Invitations have a few pros that I can think of off hand:

#Waitlists

Waitlists have a distinct advantage over invitations. Everything I said there was contingent on the premise that you have a good product, and that the network of people you launch it to will mostly know other interested parties. If your product targets largely disjoint sets of customers, a network invitation approach probably won’t be very effective.

But that’s where waitlists are great.

As you say, waitlists are very spammable. You can invite people in mass numbers to join your waitlist. That can obviously be very annoying to users, but that’s really up to you. In an ideal world, this would lead to you to tons and tons of users who stick around. Sometimes that works out, and sometimes it doesn’t.

The biggest benefit of this mass marketed approach is variety. By the same token as how invitations are only as good as the community they target, waitlists give you a variation of users. Sure, the network will eventually grow in either case, but waitlists will be a lot faster to get you that wider audience.

Answer 1703

An invite list is prone to fail in the event you don’t have enough press attention, or if early adopters are underwhelmed by what you’re showing them. It works based on the incentive that an eager user will crave to become one of the “privileged few” who get to use an awesome product, and then chat around hoping to locate someone who will be able to honor her with that privilege. If early reviews suggest that your product is underwhelming, there isn’t much of a privilege in using it, and little chatter will result.

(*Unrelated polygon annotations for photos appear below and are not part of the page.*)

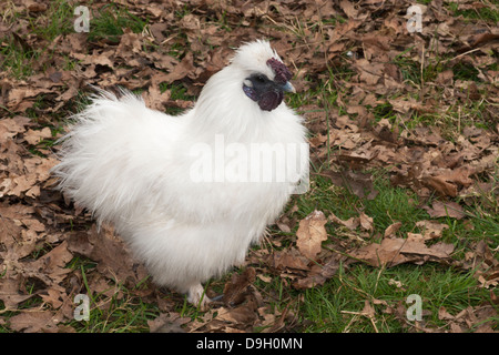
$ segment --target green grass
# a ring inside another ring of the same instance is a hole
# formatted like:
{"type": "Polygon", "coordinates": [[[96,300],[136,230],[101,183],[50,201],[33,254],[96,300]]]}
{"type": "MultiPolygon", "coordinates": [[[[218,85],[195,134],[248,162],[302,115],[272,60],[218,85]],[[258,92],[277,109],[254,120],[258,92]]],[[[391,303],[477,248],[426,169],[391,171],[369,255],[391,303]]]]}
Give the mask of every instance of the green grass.
{"type": "Polygon", "coordinates": [[[99,12],[92,13],[89,40],[105,39],[110,42],[119,42],[123,29],[130,29],[140,33],[147,24],[147,19],[139,18],[125,8],[114,3],[103,6],[99,12]]]}
{"type": "Polygon", "coordinates": [[[456,315],[489,298],[488,291],[477,287],[477,283],[471,273],[435,264],[387,270],[359,264],[348,272],[340,272],[323,287],[307,290],[302,322],[308,324],[305,331],[312,333],[405,332],[413,322],[406,323],[404,314],[390,311],[400,303],[408,307],[407,297],[417,294],[422,301],[422,320],[427,326],[440,327],[446,325],[438,318],[440,307],[456,315]],[[360,314],[366,301],[376,311],[373,321],[360,314]]]}
{"type": "MultiPolygon", "coordinates": [[[[430,1],[419,0],[418,2],[428,4],[430,1]]],[[[17,13],[8,20],[12,23],[21,18],[29,19],[33,33],[50,42],[57,36],[72,31],[73,6],[74,3],[58,0],[51,2],[49,9],[39,17],[17,13]],[[50,21],[47,21],[47,18],[50,21]],[[47,23],[47,26],[42,26],[43,23],[47,23]]],[[[455,14],[464,16],[469,20],[488,19],[497,22],[498,19],[497,11],[495,12],[489,8],[473,11],[458,10],[456,3],[449,3],[448,6],[455,14]]],[[[183,18],[190,14],[190,11],[191,9],[185,6],[179,8],[174,16],[183,18]]],[[[217,21],[224,30],[231,30],[225,14],[220,19],[213,18],[211,20],[217,21]]],[[[320,26],[333,27],[338,21],[344,22],[345,19],[324,19],[324,23],[320,26]]],[[[132,32],[140,33],[146,28],[147,23],[147,18],[138,17],[124,7],[109,3],[100,8],[99,11],[94,10],[92,12],[89,40],[108,41],[115,44],[120,41],[123,29],[129,28],[132,32]]],[[[278,29],[292,30],[298,39],[306,38],[307,31],[317,31],[320,27],[317,23],[307,23],[298,19],[289,20],[285,24],[274,26],[278,29]]],[[[183,37],[185,34],[180,36],[183,37]]],[[[176,58],[180,58],[185,52],[185,48],[179,43],[172,44],[167,50],[176,58]]],[[[436,49],[431,50],[436,52],[436,49]]],[[[419,88],[426,82],[435,80],[439,73],[448,69],[452,70],[455,80],[480,82],[478,78],[479,71],[465,62],[450,67],[446,61],[447,58],[436,55],[435,60],[425,64],[421,73],[420,63],[405,54],[398,55],[394,63],[400,70],[403,81],[413,87],[419,88]]],[[[23,47],[22,40],[9,37],[2,39],[0,55],[3,58],[2,69],[6,68],[10,74],[20,79],[33,74],[33,67],[30,64],[37,62],[42,55],[50,55],[50,52],[48,50],[23,47]]],[[[299,65],[299,63],[297,64],[299,65]]],[[[74,62],[68,59],[65,65],[68,69],[71,69],[74,62]]],[[[327,78],[324,81],[314,82],[313,78],[307,78],[312,89],[288,95],[286,102],[296,110],[299,110],[303,105],[316,104],[318,108],[326,110],[327,113],[329,113],[328,110],[335,109],[340,114],[345,114],[345,108],[339,106],[337,102],[339,93],[342,93],[343,100],[347,100],[342,92],[345,89],[336,83],[350,80],[355,75],[355,71],[350,69],[347,61],[340,61],[340,64],[330,63],[329,65],[327,73],[325,73],[327,78]]],[[[497,70],[497,64],[489,65],[488,69],[497,70]]],[[[170,90],[172,100],[195,99],[187,94],[187,90],[182,83],[161,83],[160,89],[162,92],[170,90]]],[[[438,98],[436,99],[438,100],[438,98]]],[[[79,111],[78,108],[88,102],[83,94],[74,101],[72,103],[74,111],[79,111]]],[[[39,116],[38,109],[42,109],[44,104],[44,98],[40,95],[33,109],[26,112],[27,116],[37,122],[39,116]]],[[[348,101],[346,101],[346,104],[348,104],[348,101]]],[[[495,122],[486,115],[483,108],[483,101],[457,99],[456,105],[450,106],[447,112],[441,114],[414,112],[407,118],[406,124],[409,129],[420,124],[439,126],[442,129],[445,138],[452,140],[462,133],[464,126],[469,124],[488,130],[495,128],[495,122]]],[[[172,109],[169,113],[174,114],[181,111],[172,109]]],[[[393,124],[398,124],[399,114],[395,112],[389,103],[377,104],[369,111],[374,114],[375,122],[387,119],[393,124]]],[[[58,114],[61,113],[54,113],[54,121],[59,121],[60,116],[57,116],[58,114]]],[[[61,132],[61,126],[52,125],[51,129],[54,134],[61,132]]],[[[49,139],[40,142],[37,148],[48,149],[52,144],[53,140],[49,139]]],[[[32,151],[34,154],[38,154],[37,148],[32,151]]],[[[328,153],[334,153],[334,151],[330,150],[328,153]]],[[[327,164],[315,166],[312,174],[310,190],[306,194],[294,196],[286,212],[289,212],[292,206],[296,204],[297,211],[293,216],[299,221],[314,210],[324,211],[326,215],[334,213],[343,220],[358,216],[359,211],[364,211],[374,220],[374,231],[368,234],[361,234],[365,237],[365,242],[378,242],[385,229],[395,222],[403,223],[401,229],[397,232],[397,236],[405,236],[408,232],[421,232],[416,226],[416,223],[429,219],[422,206],[431,204],[431,199],[421,201],[409,189],[391,186],[387,174],[383,170],[370,171],[375,176],[375,187],[379,192],[378,195],[370,201],[359,199],[348,189],[335,186],[328,178],[319,174],[327,168],[327,164]]],[[[491,179],[497,183],[498,171],[491,179]]],[[[465,253],[470,251],[470,244],[473,242],[483,240],[492,248],[499,244],[497,192],[478,195],[471,204],[466,206],[466,212],[468,216],[464,220],[438,219],[440,223],[448,225],[448,229],[442,233],[441,241],[455,244],[456,253],[454,257],[456,260],[462,258],[465,253]],[[469,223],[472,224],[472,229],[469,227],[469,223]]],[[[326,226],[330,240],[354,243],[348,240],[340,226],[333,223],[328,223],[326,226]]],[[[271,241],[282,241],[281,246],[272,245],[272,247],[277,250],[294,245],[296,230],[292,231],[292,233],[279,232],[276,227],[271,227],[271,230],[273,233],[271,241]]],[[[357,232],[359,231],[354,231],[354,234],[357,232]]],[[[357,234],[360,235],[360,233],[357,234]]],[[[332,241],[326,242],[325,246],[330,246],[332,243],[332,241]]],[[[363,241],[355,241],[355,243],[363,243],[363,241]]],[[[257,250],[258,247],[255,248],[257,250]]],[[[44,253],[44,250],[39,250],[37,253],[39,254],[30,256],[35,258],[41,253],[44,253]]],[[[265,265],[259,266],[265,268],[265,265]]],[[[84,292],[91,297],[90,321],[71,321],[68,323],[77,332],[149,332],[147,321],[154,320],[162,313],[157,303],[149,303],[141,296],[141,293],[151,286],[149,280],[135,286],[109,282],[108,287],[96,292],[89,286],[90,278],[93,277],[93,273],[96,273],[94,262],[83,257],[75,257],[67,267],[81,275],[85,285],[84,292]]],[[[220,293],[223,291],[224,283],[230,278],[231,274],[221,280],[213,280],[208,287],[220,293]]],[[[304,291],[293,288],[292,281],[281,277],[281,275],[272,275],[272,280],[268,283],[257,278],[254,286],[264,296],[265,301],[269,303],[273,311],[284,312],[286,308],[293,310],[298,318],[298,322],[293,326],[293,331],[314,333],[405,332],[411,329],[409,326],[410,322],[408,323],[407,320],[400,318],[400,315],[390,312],[390,310],[397,308],[399,304],[407,306],[406,300],[410,294],[421,296],[422,308],[426,311],[424,320],[427,326],[431,327],[446,325],[445,321],[438,318],[440,307],[445,307],[451,314],[457,314],[468,306],[478,306],[483,302],[490,301],[490,291],[479,287],[472,271],[465,272],[436,263],[424,265],[405,264],[390,268],[375,268],[357,263],[349,266],[349,268],[342,267],[323,286],[304,291]],[[398,287],[394,282],[400,283],[401,286],[398,287]],[[373,320],[361,314],[366,301],[376,310],[376,315],[373,320]]],[[[30,280],[27,282],[28,292],[34,293],[39,287],[40,285],[30,280]]],[[[497,294],[497,291],[492,292],[497,294]]],[[[204,314],[190,305],[182,295],[165,293],[162,295],[162,298],[175,304],[172,311],[180,313],[182,316],[196,320],[204,314]]],[[[40,298],[32,297],[20,305],[20,311],[2,312],[3,304],[0,302],[0,315],[8,320],[24,310],[41,305],[40,298]]],[[[0,332],[9,332],[9,328],[0,324],[0,332]]]]}

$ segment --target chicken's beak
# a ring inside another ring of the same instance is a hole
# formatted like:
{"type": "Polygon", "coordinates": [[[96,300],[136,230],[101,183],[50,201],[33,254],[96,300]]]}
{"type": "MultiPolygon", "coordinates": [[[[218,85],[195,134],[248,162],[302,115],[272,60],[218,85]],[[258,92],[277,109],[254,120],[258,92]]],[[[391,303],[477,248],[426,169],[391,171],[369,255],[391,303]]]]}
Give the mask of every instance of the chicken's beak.
{"type": "Polygon", "coordinates": [[[293,93],[296,92],[295,87],[293,87],[293,84],[289,81],[286,81],[286,83],[282,87],[282,89],[283,89],[283,91],[286,91],[286,92],[293,92],[293,93]]]}

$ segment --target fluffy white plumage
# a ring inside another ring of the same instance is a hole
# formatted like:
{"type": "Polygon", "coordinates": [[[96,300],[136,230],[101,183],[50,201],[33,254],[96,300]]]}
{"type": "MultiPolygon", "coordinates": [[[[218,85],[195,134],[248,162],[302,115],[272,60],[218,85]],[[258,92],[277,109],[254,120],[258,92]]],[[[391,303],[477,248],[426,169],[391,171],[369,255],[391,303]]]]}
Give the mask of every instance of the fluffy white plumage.
{"type": "MultiPolygon", "coordinates": [[[[59,187],[99,223],[113,223],[156,284],[189,293],[194,304],[203,282],[244,261],[292,193],[291,179],[192,179],[198,159],[192,146],[215,149],[216,136],[243,146],[306,142],[302,118],[278,101],[292,88],[284,64],[271,59],[282,62],[266,41],[242,45],[179,116],[150,110],[129,92],[116,98],[101,91],[62,140],[53,170],[59,187]],[[277,98],[277,106],[263,104],[265,98],[277,98]]],[[[308,160],[298,160],[304,174],[308,160]]]]}

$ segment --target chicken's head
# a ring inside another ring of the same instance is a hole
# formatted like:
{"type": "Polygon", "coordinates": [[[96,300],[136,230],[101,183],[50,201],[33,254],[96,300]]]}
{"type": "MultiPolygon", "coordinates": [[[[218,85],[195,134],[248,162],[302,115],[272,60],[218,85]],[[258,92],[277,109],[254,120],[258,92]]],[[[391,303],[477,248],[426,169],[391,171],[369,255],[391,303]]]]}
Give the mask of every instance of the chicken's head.
{"type": "Polygon", "coordinates": [[[289,80],[292,72],[266,41],[242,45],[232,60],[245,73],[242,89],[264,111],[276,109],[284,92],[295,92],[289,80]]]}

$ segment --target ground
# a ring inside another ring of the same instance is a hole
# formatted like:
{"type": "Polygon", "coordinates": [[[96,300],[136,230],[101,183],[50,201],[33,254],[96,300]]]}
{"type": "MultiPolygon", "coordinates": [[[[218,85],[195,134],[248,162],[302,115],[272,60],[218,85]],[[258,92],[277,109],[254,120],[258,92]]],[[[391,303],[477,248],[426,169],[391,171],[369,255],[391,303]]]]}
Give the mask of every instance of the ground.
{"type": "Polygon", "coordinates": [[[0,332],[498,329],[492,1],[9,0],[0,13],[0,332]],[[176,114],[261,38],[294,72],[310,186],[206,285],[225,296],[202,311],[155,287],[49,170],[89,85],[176,114]]]}

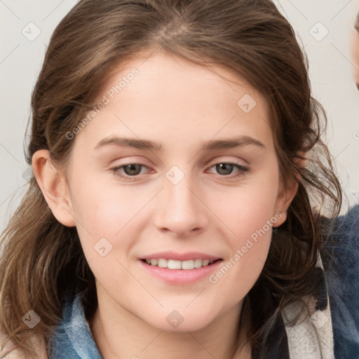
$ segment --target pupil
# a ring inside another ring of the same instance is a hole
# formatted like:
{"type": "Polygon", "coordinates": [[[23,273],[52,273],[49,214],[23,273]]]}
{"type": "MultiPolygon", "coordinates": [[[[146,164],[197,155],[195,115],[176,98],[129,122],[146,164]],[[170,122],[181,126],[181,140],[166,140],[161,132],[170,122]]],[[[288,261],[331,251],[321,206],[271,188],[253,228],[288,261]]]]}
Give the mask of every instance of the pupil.
{"type": "Polygon", "coordinates": [[[137,172],[138,170],[140,168],[142,165],[138,165],[136,163],[133,163],[130,165],[127,165],[124,167],[125,172],[126,172],[126,175],[138,175],[137,172]],[[127,170],[126,169],[129,169],[130,170],[127,170]]]}
{"type": "Polygon", "coordinates": [[[229,175],[232,172],[231,170],[233,168],[233,165],[231,163],[219,163],[219,165],[217,165],[217,170],[219,173],[221,173],[222,175],[229,175]],[[226,168],[227,168],[226,170],[226,168]],[[224,173],[221,172],[223,169],[224,169],[224,173]]]}

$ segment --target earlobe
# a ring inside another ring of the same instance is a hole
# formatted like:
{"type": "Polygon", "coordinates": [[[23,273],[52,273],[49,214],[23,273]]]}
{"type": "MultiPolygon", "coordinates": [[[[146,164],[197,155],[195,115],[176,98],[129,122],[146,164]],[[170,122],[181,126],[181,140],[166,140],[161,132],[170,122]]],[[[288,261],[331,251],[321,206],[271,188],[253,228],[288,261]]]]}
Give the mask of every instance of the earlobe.
{"type": "Polygon", "coordinates": [[[282,189],[280,192],[278,194],[276,206],[276,212],[275,215],[276,217],[277,217],[278,220],[273,225],[273,227],[280,226],[287,219],[287,210],[298,191],[300,178],[300,175],[298,174],[297,175],[297,180],[293,180],[290,187],[286,189],[282,189]]]}
{"type": "Polygon", "coordinates": [[[67,182],[63,173],[52,163],[50,152],[46,149],[35,152],[32,165],[39,187],[55,217],[64,226],[74,226],[67,182]]]}

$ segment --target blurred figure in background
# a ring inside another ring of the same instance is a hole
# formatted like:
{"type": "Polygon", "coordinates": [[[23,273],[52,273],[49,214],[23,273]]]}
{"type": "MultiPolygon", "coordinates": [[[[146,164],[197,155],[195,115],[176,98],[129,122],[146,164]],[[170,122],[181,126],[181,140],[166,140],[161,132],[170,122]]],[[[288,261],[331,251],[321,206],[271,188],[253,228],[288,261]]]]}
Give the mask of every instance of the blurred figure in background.
{"type": "MultiPolygon", "coordinates": [[[[359,13],[351,39],[353,73],[359,90],[359,13]]],[[[358,114],[359,115],[359,114],[358,114]]],[[[359,121],[358,121],[359,128],[359,121]]],[[[323,265],[333,318],[335,358],[359,358],[359,204],[335,222],[328,238],[323,265]],[[339,279],[340,278],[340,279],[339,279]]]]}
{"type": "Polygon", "coordinates": [[[354,79],[359,90],[359,13],[356,17],[351,39],[351,57],[352,63],[354,65],[354,79]]]}

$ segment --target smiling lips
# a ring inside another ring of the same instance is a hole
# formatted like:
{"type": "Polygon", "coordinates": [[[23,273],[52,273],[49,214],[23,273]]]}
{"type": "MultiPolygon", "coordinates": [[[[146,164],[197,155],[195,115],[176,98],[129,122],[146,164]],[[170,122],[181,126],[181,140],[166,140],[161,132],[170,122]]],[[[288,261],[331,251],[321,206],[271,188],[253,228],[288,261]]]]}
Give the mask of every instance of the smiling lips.
{"type": "MultiPolygon", "coordinates": [[[[219,259],[217,259],[219,260],[219,259]]],[[[187,261],[179,261],[175,259],[165,259],[164,258],[146,259],[147,264],[160,268],[168,268],[169,269],[194,269],[212,264],[215,259],[189,259],[187,261]]]]}
{"type": "Polygon", "coordinates": [[[142,260],[151,266],[189,270],[209,266],[221,259],[199,252],[179,254],[168,252],[151,255],[142,260]]]}

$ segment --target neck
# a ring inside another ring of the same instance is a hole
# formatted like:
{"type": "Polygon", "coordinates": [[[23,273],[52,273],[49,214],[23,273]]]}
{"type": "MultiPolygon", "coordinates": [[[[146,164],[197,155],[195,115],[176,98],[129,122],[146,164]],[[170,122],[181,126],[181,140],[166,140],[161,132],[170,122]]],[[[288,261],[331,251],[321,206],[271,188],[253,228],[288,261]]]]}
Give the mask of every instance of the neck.
{"type": "Polygon", "coordinates": [[[246,342],[248,309],[242,311],[243,301],[206,327],[193,332],[161,330],[116,304],[107,302],[102,306],[101,297],[89,325],[104,359],[250,358],[246,342]]]}

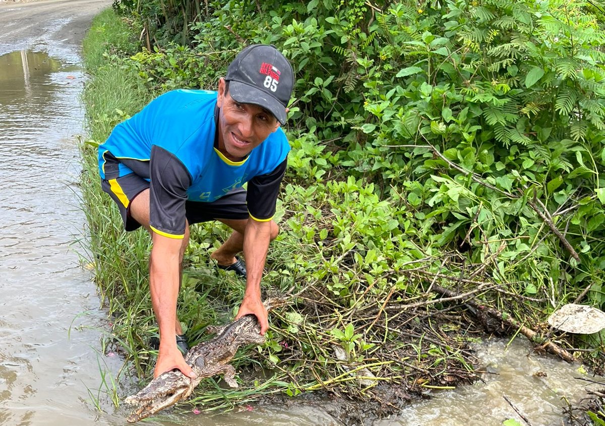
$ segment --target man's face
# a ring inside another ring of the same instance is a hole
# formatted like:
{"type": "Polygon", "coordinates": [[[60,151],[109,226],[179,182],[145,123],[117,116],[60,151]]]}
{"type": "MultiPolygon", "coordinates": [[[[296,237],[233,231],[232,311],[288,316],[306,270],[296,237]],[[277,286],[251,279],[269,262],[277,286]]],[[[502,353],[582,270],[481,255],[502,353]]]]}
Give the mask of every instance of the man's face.
{"type": "Polygon", "coordinates": [[[232,161],[239,161],[258,146],[280,122],[264,108],[251,103],[240,103],[225,92],[225,80],[218,82],[217,104],[218,115],[218,150],[232,161]]]}

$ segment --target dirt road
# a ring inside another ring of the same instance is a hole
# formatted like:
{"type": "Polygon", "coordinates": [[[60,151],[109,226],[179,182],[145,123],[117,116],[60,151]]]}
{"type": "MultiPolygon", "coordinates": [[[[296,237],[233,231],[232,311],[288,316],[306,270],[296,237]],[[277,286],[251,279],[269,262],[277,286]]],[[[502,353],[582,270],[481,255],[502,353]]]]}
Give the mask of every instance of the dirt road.
{"type": "Polygon", "coordinates": [[[0,0],[0,55],[40,44],[79,49],[93,17],[112,0],[0,0]]]}

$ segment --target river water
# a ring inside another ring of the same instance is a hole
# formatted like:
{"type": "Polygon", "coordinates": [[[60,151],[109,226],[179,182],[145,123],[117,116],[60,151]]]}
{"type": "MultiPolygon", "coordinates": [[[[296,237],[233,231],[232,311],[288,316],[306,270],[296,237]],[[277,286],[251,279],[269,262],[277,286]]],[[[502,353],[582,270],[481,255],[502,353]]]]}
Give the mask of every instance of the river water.
{"type": "MultiPolygon", "coordinates": [[[[84,132],[80,57],[60,43],[22,44],[0,42],[0,425],[122,425],[128,413],[111,404],[105,391],[112,386],[103,381],[120,361],[100,351],[105,314],[77,254],[85,229],[76,185],[84,132]]],[[[575,378],[586,373],[532,353],[521,339],[506,343],[479,347],[483,382],[436,393],[374,424],[520,422],[505,396],[534,426],[562,424],[563,398],[583,396],[586,384],[575,378]]],[[[322,407],[261,405],[212,416],[167,411],[149,423],[342,425],[327,403],[322,407]]]]}

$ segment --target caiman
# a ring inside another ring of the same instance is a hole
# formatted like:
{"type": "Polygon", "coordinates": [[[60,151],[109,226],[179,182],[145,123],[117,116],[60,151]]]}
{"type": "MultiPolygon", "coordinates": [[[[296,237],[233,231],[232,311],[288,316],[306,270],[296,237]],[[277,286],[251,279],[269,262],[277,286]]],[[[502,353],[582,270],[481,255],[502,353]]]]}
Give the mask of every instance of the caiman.
{"type": "Polygon", "coordinates": [[[128,418],[129,423],[138,422],[185,399],[203,379],[217,374],[223,373],[229,386],[237,387],[235,370],[229,361],[241,345],[264,342],[258,321],[254,315],[247,315],[223,327],[209,327],[209,331],[215,332],[216,337],[195,345],[185,356],[185,361],[197,376],[190,379],[178,370],[158,376],[138,393],[125,400],[126,404],[138,406],[128,418]]]}

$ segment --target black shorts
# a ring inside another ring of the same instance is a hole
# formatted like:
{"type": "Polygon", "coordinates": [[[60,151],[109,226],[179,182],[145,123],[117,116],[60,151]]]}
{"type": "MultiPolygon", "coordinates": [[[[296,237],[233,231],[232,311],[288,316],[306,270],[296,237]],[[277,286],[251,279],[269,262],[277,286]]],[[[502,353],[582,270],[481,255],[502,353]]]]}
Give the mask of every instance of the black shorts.
{"type": "MultiPolygon", "coordinates": [[[[134,173],[117,179],[101,179],[101,187],[117,204],[124,222],[124,229],[134,231],[141,224],[130,216],[130,202],[142,191],[149,187],[149,182],[134,173]]],[[[233,189],[212,202],[187,201],[185,216],[189,225],[220,219],[247,219],[250,217],[246,204],[246,190],[233,189]]]]}

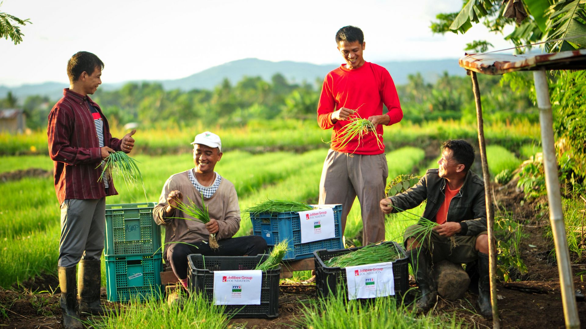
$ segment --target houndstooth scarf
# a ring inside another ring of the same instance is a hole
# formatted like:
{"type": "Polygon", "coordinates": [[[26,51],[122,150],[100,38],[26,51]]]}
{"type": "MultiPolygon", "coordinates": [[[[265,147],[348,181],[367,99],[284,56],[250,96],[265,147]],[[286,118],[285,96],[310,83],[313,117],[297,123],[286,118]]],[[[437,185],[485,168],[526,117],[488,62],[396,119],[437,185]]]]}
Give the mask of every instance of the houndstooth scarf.
{"type": "Polygon", "coordinates": [[[214,180],[214,183],[212,184],[211,186],[204,186],[197,181],[196,179],[195,176],[193,175],[193,170],[190,169],[188,171],[188,176],[189,177],[189,180],[191,181],[191,183],[193,184],[193,187],[196,188],[199,193],[201,193],[203,197],[206,198],[210,198],[212,196],[214,195],[216,191],[217,190],[218,187],[220,187],[220,183],[222,183],[222,176],[220,174],[214,172],[216,174],[216,179],[214,180]]]}

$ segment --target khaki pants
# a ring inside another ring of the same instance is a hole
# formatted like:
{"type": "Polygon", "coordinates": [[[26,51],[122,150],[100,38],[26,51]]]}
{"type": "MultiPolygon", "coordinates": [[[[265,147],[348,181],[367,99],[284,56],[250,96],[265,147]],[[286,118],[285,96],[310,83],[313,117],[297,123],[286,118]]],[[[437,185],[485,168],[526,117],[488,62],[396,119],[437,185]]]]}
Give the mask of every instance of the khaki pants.
{"type": "Polygon", "coordinates": [[[434,263],[444,259],[456,263],[469,263],[476,259],[478,258],[478,251],[476,249],[476,238],[479,235],[488,234],[485,231],[476,235],[454,235],[454,240],[452,240],[432,231],[429,237],[422,239],[418,237],[418,234],[414,232],[420,227],[421,227],[418,225],[415,224],[407,228],[404,236],[405,246],[407,246],[408,239],[415,238],[422,246],[431,253],[431,259],[434,263]]]}
{"type": "Polygon", "coordinates": [[[106,198],[67,199],[61,204],[58,266],[74,266],[82,258],[97,260],[104,250],[106,198]]]}
{"type": "Polygon", "coordinates": [[[384,197],[389,167],[384,153],[362,155],[330,149],[319,181],[319,204],[340,203],[342,232],[354,200],[358,197],[362,215],[362,244],[384,239],[384,214],[379,203],[384,197]]]}

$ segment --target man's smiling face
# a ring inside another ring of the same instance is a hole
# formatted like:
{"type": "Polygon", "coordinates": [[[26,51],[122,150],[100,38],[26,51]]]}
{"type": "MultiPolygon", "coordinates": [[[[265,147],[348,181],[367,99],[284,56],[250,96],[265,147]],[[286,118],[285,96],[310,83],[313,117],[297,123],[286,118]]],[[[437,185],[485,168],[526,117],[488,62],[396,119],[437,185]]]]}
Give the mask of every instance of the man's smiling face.
{"type": "Polygon", "coordinates": [[[347,68],[352,70],[362,66],[364,63],[364,60],[362,57],[362,52],[366,46],[366,42],[363,42],[361,44],[357,41],[353,42],[340,41],[338,43],[338,50],[346,60],[347,68]]]}

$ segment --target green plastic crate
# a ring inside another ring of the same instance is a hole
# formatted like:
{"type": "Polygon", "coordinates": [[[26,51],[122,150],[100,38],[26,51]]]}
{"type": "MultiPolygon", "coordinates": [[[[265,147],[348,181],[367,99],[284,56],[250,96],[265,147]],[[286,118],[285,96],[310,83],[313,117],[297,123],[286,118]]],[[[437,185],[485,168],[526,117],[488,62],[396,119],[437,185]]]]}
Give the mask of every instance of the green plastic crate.
{"type": "Polygon", "coordinates": [[[159,299],[162,255],[106,256],[108,301],[159,299]]]}
{"type": "Polygon", "coordinates": [[[152,219],[156,204],[107,204],[104,254],[152,255],[160,251],[161,227],[152,219]]]}

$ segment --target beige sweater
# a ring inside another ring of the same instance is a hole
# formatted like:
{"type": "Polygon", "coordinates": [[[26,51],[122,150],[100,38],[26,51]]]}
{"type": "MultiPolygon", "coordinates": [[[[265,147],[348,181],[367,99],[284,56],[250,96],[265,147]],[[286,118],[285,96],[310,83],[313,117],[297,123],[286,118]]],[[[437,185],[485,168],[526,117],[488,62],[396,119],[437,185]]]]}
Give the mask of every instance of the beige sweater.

The benefits of a wait list over an it include that a) it tends to spread further, faster, and more virally; and b) it quickly pins down which of your market segments are most eager to use your product – or at the very least those which are most eager to promote it.

A downside is indeed that these may end up promoting it to users who aren’t really interested. You can work around this though: if you count invites closed rather than invites sent, or the invite closure rate, or the invites sent by invites, the incentive to randomly email spam is lower.

It can also be perceived as spammy. (“Just notify me when it’s ready, thank you very much.”)

Still, methinks a waiting list is the better approach if there’s any potential for your product to be promoted virally (neither approach will work if it doesn’t): it allows to build a larger list during a pre-launch, without needing too much press attention. Because upon signing up, there’s little incentive to pass on (a fixed number of) invites in e.g. forum or a blog post, whereas there can be an incentive to mention it in the same location with a special signup link.

I should add (and this is something I’ve yet to see done atm) that there might be value in suggesting which types of users ought to be invited in terms of “Users who [describe a problem you address here]”. When a user signs up, ask in which segment(s) she fits in, and leave her the possibility to add a custom answer (“I need it for something else”) to get additional market insights.